References
-
R. Mur-Artal, J. M. M. Montiel, and J. D. Tardos, “ORB-SLAM: A versatile and accurate monocular SLAM system,” IEEE Transactions on Robotics, vol. 31, no. 5, pp. 1147–1163, Oct. 2015.
In this paper, the authors suggest the new algorithm for simultaneous localization and mapping called ORB-SLAM. It is the feature based monocular SLAM system in a small or large environment and in both indoor and outdoor. The main idea of this paper is using PTAM that means parallel tracking and mapping and loop closing. PTAM is the one of visual SLAM algorithm that uses keyframes and the differences between them.
ORB-SLAM reduced the calculating time of each image a lot but it seems that the tracking accuracy can be higher. Also, it only makes the sparse map but it can be the good root for the further algorithm to make the dense map.

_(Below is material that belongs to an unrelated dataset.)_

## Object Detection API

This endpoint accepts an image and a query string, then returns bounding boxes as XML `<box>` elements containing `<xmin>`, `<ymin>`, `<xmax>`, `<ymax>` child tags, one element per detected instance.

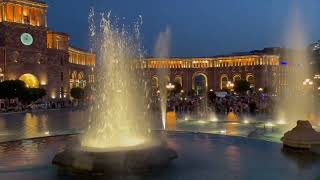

This paper is relevant to my current topic because this is the one of most famous SLAM until now and I want to improve SLAM in self-driving car field.
-
D. Detone, T. Malisiewicz, and A. Rabinovich, “SuperPoint: Self-supervised interest point detection and description,” in 2018 IEEE/CVF Conference on Computer Vision and Pattern Recognition Workshops (CVPRW), Apr. 2018.
In this paper, the authors turned the deep learning into the frontend of the SLAM system. There is a shared encoder to keep the model fast and easy to train which is operated by the interest point decoder for detection and the descriptor decoder for description.
This paper used self-supervised learning so it worked well even in so many diversion of views and lights as compared with classic feature extracting and matching algorithms.
The attempt to combine with deep learning and the feature extraction can be a good frame to my further work to make the end-to-end neural network model for SLAM.
-
E. Parisotto, D. S. Chaplot, J. Zhang, and R. Salakhutdinov, “Global pose estimation with an attention-based recurrent network,” in 2018 IEEE/CVF Conference on Computer Vision and Pattern Recognition Workshops (CVPRW), Feb. 2018.
In this paper, the authors turned the deep learning into the backend of the SLAM system. The main concept of this paper is the neural global optimizer consist of local pose estimation model, pose aggregation module and neural graph optimization. It predicts the relative pose changes and optimizes the predictions.
This paper was the first attempt to use deep learning in SLAM. Although it is not the end-to-end model, it is well worth enough. They have the enormous potential for development because there are several convolutional network models can be applied instead of Flownet that it used in this paper.
The neural global optimizer is one of good related work for my further work to make the end-to-end neural network model for SLAM.
-
G. Klein and D. Murray, “Parallel tracking and mapping for small AR workspaces,” 2007 6th IEEE and ACM International Symposium on Mixed and Augmented Reality, 2007.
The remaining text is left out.